Friday, September 13, 2013
Virginie Roveillo (Conservation Law Center, Bloomington, IN) recently published an article entitled, Don’t Means Don’t! . . . Unless It Doesn’t – Bending the Rules with Equitable Deviation, 27 Prob. & Prop. 50 (September/October 2013). Provided below is the beginning of her article:
For a novice in charity matters, the idea of giving wealth in the form of a charitable trust raises four initial questions: (1) Why do we give? Well, it’s complicated. Boiled down to basics, giving our wealth benefits both others (the public and the government) and ourselves (our egos and our taxes). (2) How do we give? We either give with instructions (restricted) or without instructions (unrestricted). (3) Why restrict a gift? Human nature. It’s human nature to want to maintain some control over our wealth, even after it goes to a public purpose and even after we die.

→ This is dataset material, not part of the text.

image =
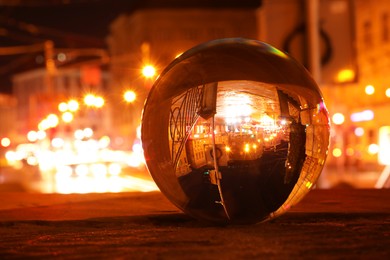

But, it’s also human nature to anticipate that same instinct (the desire to control wealth) in others, particularly in those we place at the controls of our wealth. (4) Are there ways to get around charitable restrictions? Yes. Persuasively ask a court and hope for the Attorney General’s approval.
This article is about how one man’s restriction, adhered to for some 350 years, was finally undone, and how neither the Attorney General (AG) nor the probate court seems to have fully contemplated the legal duties under Massachusetts trust law. On his death in 1660, William Paine left a piece of land in Ipswich, Massachusetts, known today as Little Neck, in trust for the benefit of the Ipswich public school, with the following caveat: “The said land not to be sold nor wasted.” In 2010, the trustees, embroiled in litigation triggered largely as a result of mismanagement, parted with a foundational piece of the trust’s history: they sought and were granted permission to deviate from Paine’s instructions and sell Little Neck.